Je mehr er sich selbst anstrengt, umso mehr macht es ihm zu schaffen, wenn es bei anderen Stellen hakt. Obwohl sein Interview beim Bundesamt für Migration und Flüchtlinge (Bamf) mehr als zwei Jahre zurückliegt und der Asylantrag auf dem Weg ist, hat Barry bis heute nur eine sogenannte Aufenthaltsgestattung.
Er steht damit – trotz guter Aussichten auf Anerkennung – bisher am Ausgangspunkt des Verfahrens. Im Bad Honnefer Rathaus hat man dafür auf Anfrage nur eine Erklärung: Das Bundesamt sei durch die Flüchtlingswelle 2015 einfach überrollt worden. Nun hoffe man auf eine Entspannung der Situation durch die neu eingerichtete Außenstelle des Bamf in Bonn.
Barrys Appell in Richtung Bamf jedenfalls lautet: Angesichts der beschleunigten Asylverfahren, wie sie etwa für Syrer gelten, dürfe man die Flüchtlinge aus anderen Ländern nicht vergessen. Und er erzählt von der Situation einer Frau aus Nigeria, für die schon die Anreise zum Interview beim Bamf zum unlösbaren Problem zu werden drohe. Barry: „Viele schaffen das einfach nicht alleine.“
Sein großer Wunsch: Eine eigene Wohnung
Ein anderes Problem, das Barry belastet, ist die Wohnsituation in einer städtischen Unterkunft – in einem Durchgangszimmer ohne jede Privatsphäre, geschweige denn Ruhe zum Lernen. Am liebsten hätte er eine günstige kleine Wohnung für sich alleine. Da Barry aber noch nicht anerkannt ist und die Stadt ja über ausreichend Unterkünfte für Flüchtlinge verfügt, müsste er ein Zimmer oder Appartment privat mieten und von seiner geringen Ausbildungsvergütung selber zahlen.

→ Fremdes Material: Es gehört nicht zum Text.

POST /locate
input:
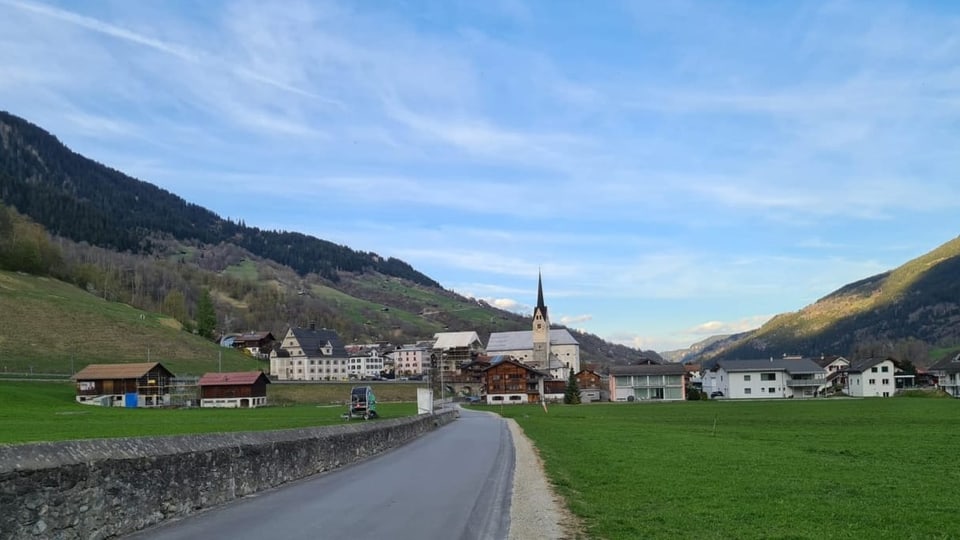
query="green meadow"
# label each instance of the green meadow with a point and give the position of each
(844, 468)
(47, 411)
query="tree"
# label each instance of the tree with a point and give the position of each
(206, 315)
(571, 395)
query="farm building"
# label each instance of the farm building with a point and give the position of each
(234, 390)
(124, 385)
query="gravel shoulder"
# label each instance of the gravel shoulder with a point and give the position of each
(536, 511)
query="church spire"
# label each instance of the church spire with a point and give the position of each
(541, 307)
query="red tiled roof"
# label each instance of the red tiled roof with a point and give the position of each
(95, 372)
(239, 378)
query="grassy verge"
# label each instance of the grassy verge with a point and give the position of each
(46, 411)
(798, 469)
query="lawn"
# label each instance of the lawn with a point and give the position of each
(881, 468)
(46, 411)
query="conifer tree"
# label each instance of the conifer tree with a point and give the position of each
(571, 395)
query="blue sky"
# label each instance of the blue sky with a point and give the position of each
(675, 169)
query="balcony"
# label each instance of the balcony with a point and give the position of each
(803, 383)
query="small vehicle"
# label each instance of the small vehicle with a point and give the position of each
(363, 404)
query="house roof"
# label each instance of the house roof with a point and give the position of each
(313, 341)
(94, 372)
(455, 340)
(790, 365)
(648, 369)
(237, 378)
(862, 365)
(254, 336)
(510, 360)
(523, 340)
(948, 364)
(825, 361)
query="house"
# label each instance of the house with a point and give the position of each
(873, 377)
(551, 350)
(947, 372)
(836, 368)
(508, 381)
(411, 359)
(308, 354)
(246, 389)
(591, 386)
(258, 344)
(453, 349)
(786, 377)
(365, 363)
(647, 382)
(145, 384)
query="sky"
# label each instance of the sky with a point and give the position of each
(674, 169)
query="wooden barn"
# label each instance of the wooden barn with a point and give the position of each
(245, 389)
(124, 385)
(509, 381)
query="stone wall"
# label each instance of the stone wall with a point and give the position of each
(108, 487)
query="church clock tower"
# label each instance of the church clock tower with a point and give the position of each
(541, 331)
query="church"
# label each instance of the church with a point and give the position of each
(552, 351)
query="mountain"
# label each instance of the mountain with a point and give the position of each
(77, 198)
(917, 303)
(125, 240)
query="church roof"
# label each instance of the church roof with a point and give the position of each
(523, 339)
(453, 340)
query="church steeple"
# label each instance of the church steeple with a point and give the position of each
(541, 307)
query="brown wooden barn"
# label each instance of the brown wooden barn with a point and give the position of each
(144, 384)
(245, 389)
(509, 381)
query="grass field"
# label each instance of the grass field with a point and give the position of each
(46, 411)
(882, 468)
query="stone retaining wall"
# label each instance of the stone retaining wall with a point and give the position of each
(108, 487)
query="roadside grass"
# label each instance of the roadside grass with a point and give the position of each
(880, 468)
(46, 411)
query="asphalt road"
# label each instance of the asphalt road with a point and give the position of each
(453, 483)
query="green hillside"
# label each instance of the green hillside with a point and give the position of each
(51, 327)
(919, 301)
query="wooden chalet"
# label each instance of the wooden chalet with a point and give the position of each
(124, 385)
(510, 381)
(245, 389)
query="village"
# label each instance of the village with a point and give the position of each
(536, 366)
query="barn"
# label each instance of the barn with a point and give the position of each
(144, 384)
(244, 389)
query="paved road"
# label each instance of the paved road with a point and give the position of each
(452, 483)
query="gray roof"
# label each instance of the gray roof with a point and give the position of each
(862, 365)
(949, 364)
(648, 369)
(790, 365)
(522, 340)
(312, 341)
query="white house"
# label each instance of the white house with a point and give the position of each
(310, 355)
(947, 372)
(662, 382)
(765, 379)
(366, 363)
(873, 377)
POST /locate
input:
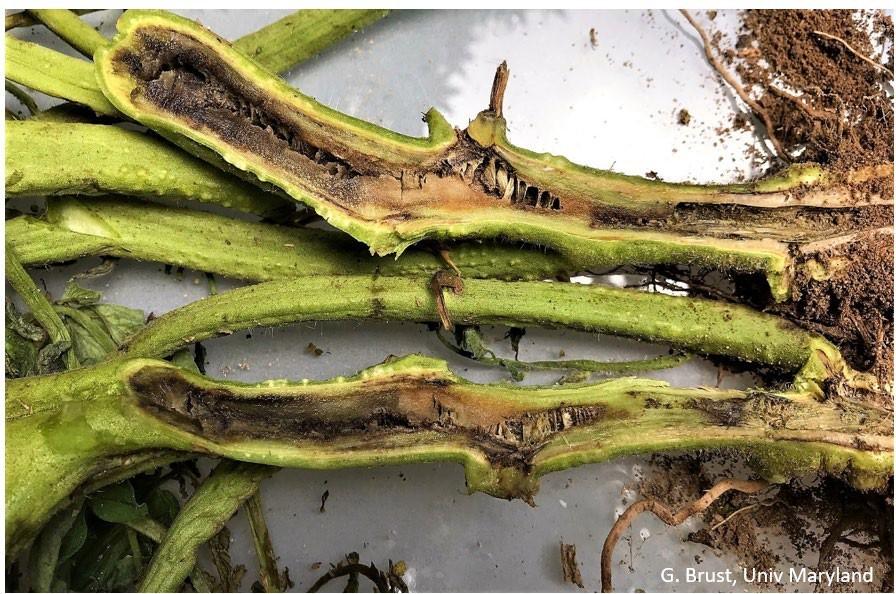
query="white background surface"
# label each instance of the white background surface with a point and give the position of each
(613, 105)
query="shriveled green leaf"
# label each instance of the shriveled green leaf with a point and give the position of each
(50, 357)
(105, 564)
(117, 504)
(91, 340)
(163, 506)
(21, 354)
(22, 325)
(74, 539)
(77, 296)
(121, 322)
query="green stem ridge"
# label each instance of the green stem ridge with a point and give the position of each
(204, 514)
(408, 410)
(282, 45)
(55, 74)
(696, 325)
(24, 18)
(23, 97)
(278, 44)
(40, 306)
(390, 191)
(78, 227)
(71, 28)
(51, 158)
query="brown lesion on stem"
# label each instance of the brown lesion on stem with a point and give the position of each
(508, 433)
(388, 186)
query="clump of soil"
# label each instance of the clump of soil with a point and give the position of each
(822, 524)
(826, 90)
(854, 306)
(827, 104)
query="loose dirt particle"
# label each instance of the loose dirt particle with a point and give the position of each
(571, 573)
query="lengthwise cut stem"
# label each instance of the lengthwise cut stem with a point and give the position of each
(411, 410)
(692, 324)
(297, 37)
(283, 44)
(55, 74)
(52, 158)
(390, 191)
(78, 227)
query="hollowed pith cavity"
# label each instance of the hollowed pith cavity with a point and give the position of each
(183, 78)
(508, 433)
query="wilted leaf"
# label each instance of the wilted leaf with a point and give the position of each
(117, 504)
(163, 506)
(77, 296)
(74, 538)
(121, 322)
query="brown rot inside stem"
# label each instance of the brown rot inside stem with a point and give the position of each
(506, 433)
(190, 82)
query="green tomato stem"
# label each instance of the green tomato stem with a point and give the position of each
(72, 29)
(268, 574)
(696, 325)
(413, 409)
(295, 38)
(55, 74)
(78, 227)
(41, 308)
(52, 158)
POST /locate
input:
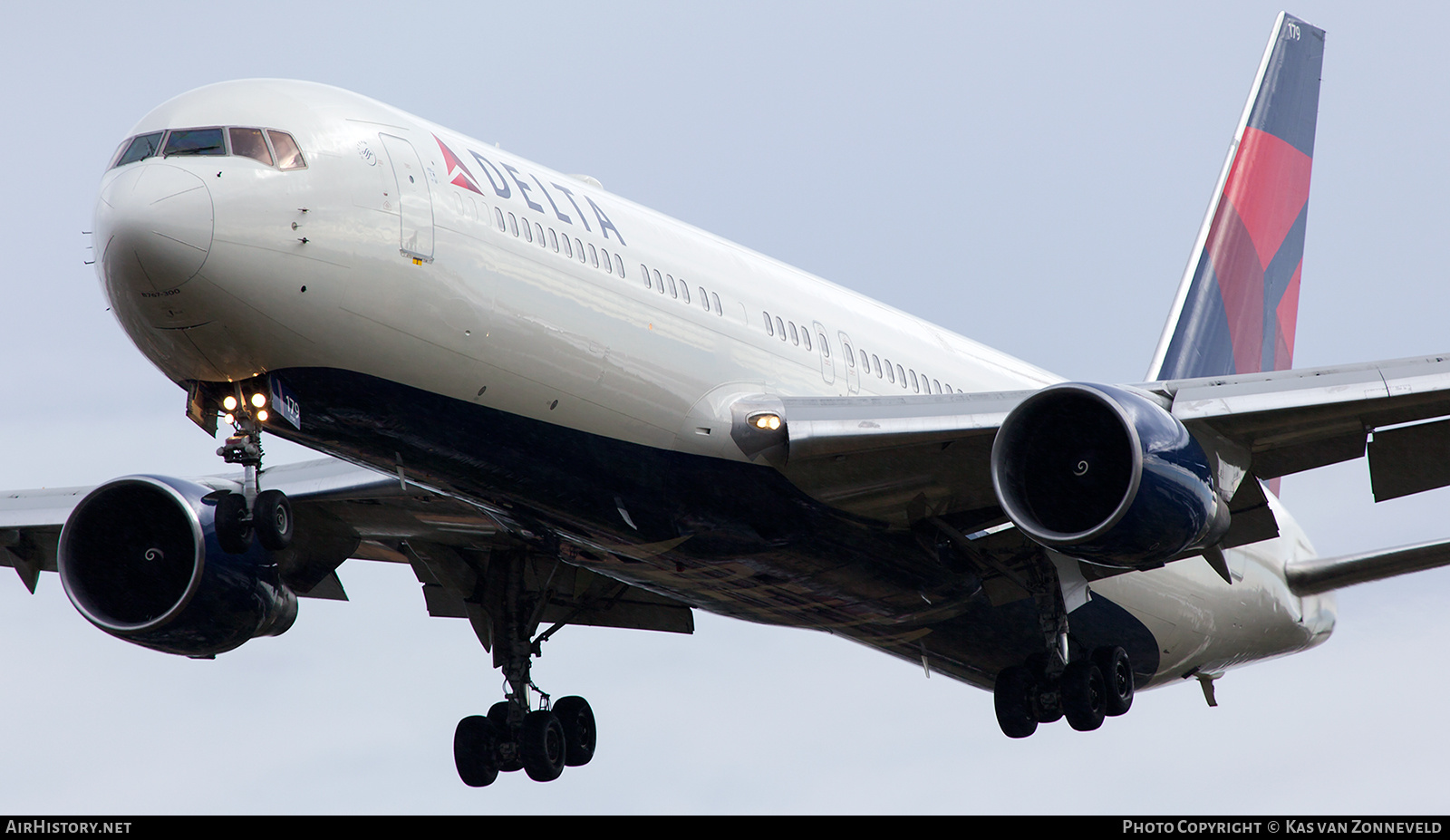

Gleichwohl will er es wagen. Mit Hilfe von Camilla Heynen hat er Zettel mit seinem Mietgesuch verteilt, vor allem in Dollendorf, von wo aus seine Ausbildungsstelle mit dem Bus optimal zu erreichen wäre. Für eine Verbesserung hat sich gleichzeitig der Fachdienst Asyl der Stadt Bad Honnef ins Zeug gelegt: Barry werde in ein eigenes abgetrenntes Zimmer umziehen können, so Felix Trimborn vom Fachdienst Asyl. Das ist wichtig, wenn er für die Ausbildung paukt. Denn diese Chance will sich Barry auf keinen Fall nehmen lassen.